What we imagine turns us inside-out.
Thoughts left unpruned will soon take root and flower,
And idle daydreams crystalize to plans.
Take care, or else your life will be turned over
To the pursuit of something you’d condemn
In sober moments of your wiser youth.
Remember how it was back in your youth
When parents and instructors had laid out
Your blueprints of potential? Why condemn
Their hopes for your success: to flower
In career and family, and spread over
The community the fruits of all their plans?
But dreamers have a way of killing plans.
I don’t think it’s recklessness of youth,
But age’s panic at the loss of (over
Time) that feeling we have something to put out
Into the world, some special flower
The mundane grind of years wants to condemn.
And at some age we, in our turn, condemn
This path of progress towards death. New plans
Grow from some whimsy, ‘till they flower
Into some new self, bring a second youth,
Both confident and apprehensive, out
From the shell of expectations we’d worn over
The guts and viscera and meat and over-
Burdened heart gone silent. Should we condemn
This crisis (be it an affair, an out
Of fashion art or business scheme, or plans
To revenge some disappointment of our youth)
We do so at our peril. A cut flower
Still tends to pollinate some nearby flower,
And unrealized imaginings spill over
To poison the next generation’s youth.
Let it grow and go. Or. Else: condemn
Imagination’s drive before, too late, plans
Re-write themselves to violent failure. Out
Of this second youth, I say, some compost-nourished flower
Blossoms sick and reedy, out into society that’s over
It already. Condemn it or ignore; the world’s pursuing other plans.
A couple of posts back, I had mentioned that I felt like feeding some of my own poetry into Stable Diffusion to see how it would interpret it. In the end, inspiration went the other way. I've spent my idle hours generating images, and they inspire thoughts which have little to do with their generative prompts. When it gets to the point that I can't help it anymore, I write them down.
You can learn about the Sestina poetry form at poets.org or Wikipedia. The repetition of the same six words over 39 lines makes it a challenge, but as with all form poetry, this produces its own surprises.
As for the poem's message, maybe it came out a little darker than I expected. I wasn't intending to meditate on artistic midlife crisis when the first lines came to me, but, well, here we are. Maybe that's what happens when you hand your inspiration over to breathtaking blocks of code.
What do you think?
Unless otherwise stated, art & photography is the work of the author, often with a little help from AI. Feel free to copy, remix and share works from this post according to the terms of a Creative Commons Attribution Sharealike 4.0 International license.

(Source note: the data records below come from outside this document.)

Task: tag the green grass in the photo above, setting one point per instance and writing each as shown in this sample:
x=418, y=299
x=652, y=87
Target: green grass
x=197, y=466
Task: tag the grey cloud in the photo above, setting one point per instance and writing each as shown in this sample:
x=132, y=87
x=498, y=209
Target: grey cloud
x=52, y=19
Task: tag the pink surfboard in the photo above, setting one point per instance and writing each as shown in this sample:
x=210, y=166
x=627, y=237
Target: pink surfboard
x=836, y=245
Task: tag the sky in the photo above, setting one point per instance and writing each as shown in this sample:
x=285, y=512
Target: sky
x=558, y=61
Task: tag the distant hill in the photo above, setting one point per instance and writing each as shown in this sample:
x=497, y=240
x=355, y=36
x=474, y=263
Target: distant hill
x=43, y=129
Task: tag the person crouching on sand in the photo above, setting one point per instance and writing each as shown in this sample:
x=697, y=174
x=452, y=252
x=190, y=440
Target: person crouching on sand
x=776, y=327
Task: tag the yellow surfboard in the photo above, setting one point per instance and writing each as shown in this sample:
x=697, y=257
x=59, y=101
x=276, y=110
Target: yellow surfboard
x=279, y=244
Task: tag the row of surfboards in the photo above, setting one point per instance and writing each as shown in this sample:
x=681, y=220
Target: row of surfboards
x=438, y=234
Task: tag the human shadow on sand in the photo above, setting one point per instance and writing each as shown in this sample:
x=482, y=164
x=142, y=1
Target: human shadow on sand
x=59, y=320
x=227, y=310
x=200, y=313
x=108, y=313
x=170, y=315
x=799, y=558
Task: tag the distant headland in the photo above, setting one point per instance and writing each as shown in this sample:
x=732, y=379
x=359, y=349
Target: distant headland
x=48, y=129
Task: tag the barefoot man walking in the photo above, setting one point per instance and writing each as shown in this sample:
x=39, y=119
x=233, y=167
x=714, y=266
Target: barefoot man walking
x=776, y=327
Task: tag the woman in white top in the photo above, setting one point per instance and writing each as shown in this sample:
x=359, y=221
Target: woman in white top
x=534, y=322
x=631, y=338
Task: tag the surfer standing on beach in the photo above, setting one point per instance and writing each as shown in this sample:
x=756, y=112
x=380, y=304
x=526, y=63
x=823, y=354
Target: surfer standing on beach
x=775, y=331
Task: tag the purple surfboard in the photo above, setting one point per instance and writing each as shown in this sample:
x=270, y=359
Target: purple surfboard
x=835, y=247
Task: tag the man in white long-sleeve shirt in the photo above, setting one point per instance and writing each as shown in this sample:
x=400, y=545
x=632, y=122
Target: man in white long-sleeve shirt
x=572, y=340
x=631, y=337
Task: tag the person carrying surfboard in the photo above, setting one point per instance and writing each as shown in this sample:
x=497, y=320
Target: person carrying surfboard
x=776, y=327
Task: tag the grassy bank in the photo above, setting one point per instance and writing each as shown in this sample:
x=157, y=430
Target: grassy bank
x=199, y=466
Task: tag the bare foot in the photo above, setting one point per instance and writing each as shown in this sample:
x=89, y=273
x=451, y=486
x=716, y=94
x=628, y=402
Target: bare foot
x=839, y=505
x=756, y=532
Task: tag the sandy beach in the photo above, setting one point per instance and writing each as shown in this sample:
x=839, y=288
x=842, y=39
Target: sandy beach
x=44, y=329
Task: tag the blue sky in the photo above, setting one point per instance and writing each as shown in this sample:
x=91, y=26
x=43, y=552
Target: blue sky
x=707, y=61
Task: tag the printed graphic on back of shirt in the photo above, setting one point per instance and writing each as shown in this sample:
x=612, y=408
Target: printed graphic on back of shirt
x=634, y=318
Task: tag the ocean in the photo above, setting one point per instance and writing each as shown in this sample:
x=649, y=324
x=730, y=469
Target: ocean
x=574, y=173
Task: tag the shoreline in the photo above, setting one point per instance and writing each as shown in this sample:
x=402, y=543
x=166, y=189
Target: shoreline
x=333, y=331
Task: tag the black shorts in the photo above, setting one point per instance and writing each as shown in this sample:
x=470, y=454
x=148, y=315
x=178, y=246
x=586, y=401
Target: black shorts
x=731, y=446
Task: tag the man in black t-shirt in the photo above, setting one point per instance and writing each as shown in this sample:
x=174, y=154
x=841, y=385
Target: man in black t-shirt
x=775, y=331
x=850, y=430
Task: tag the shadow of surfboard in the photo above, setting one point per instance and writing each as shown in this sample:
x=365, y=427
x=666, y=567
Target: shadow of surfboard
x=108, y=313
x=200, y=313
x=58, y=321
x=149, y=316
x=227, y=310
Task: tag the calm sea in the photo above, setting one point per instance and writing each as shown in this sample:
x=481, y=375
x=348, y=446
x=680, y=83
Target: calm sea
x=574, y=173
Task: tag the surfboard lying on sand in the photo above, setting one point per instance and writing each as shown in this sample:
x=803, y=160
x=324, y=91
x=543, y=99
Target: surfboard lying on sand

Awesome images. Interesting reflections.
What a tragic read. Very dark, indeed, though I don't think the images (though stunning) do the dark beauty of the poem justice (except maybe the penultimate one). I don't think you should condemn the crisis point either, though not condone it, either. One is free to strive, to hurt, but also be judged for it, I think, and held culpable.
What an interesting, turbulent thought process. I like the part about plans becoming violent failure very much, it's got a lot of potential.
Perhaps assuming the world's pursuing other plans is just a way of giving yourself absolution for not really pursuing your own newfound, or re-emerging plans. Why should I, if no one will care? And maybe that's true, but maybe it's not, and why take the risk, when you could at least strive?
I hope you're in a lighter place than the darkness of this poem hints.
Also, I'd never heard of this type of poetry before, so thank you for opening my eyes to that. It sounds really challenging, though, and I think yours came out even more beautiful for it. It doesn't stray or digress or focus solely on getting the 6 words in. If anything, the message becomes more clear as the poem progresses.
What I love about formal poetry is that it forces you to choose words you might not initially reach for--and so you often end up saying something you didn't mean, only to discover you did mean it, and even more. (If that makes any sense.) The Sestina is fun because it's not too sing-song rhymy, but the repeated words give it a meditative, liturgical feel.
Apparently you don't have to write a Sestina in meter, but I always prefer metered poetry. You can play the rhythm against the punctuation, and provide a fun kind of stumbling emphasis when you break it here and there.
Does Romanian have accented syllables, and therefore metered poetry? French and Chinese don't; I always wondered what it's like to read poetry in those languages. Apparently they just count the syllables.
I actually felt a little liberated by the ending. Like, if no one's paying attention, we can make whatever we want. What if there's no God, and there's no audience? What if we're the last poets on earth? Think of the freedom we'll have!
Thanks, always, for reading my stuff!
I think that's what I liked about it. For me, the sing-songy poems have always lacked something. And yes, Romanian does have accented syllables, unlike the French.
Disruptive, I should think? Since it goes against the way you understand poetry... I mean, it's one thing to agree (or maybe even like) that poetry doesn't need to rhyme to be poetry. But I think this takes one's understanding of poems a step further.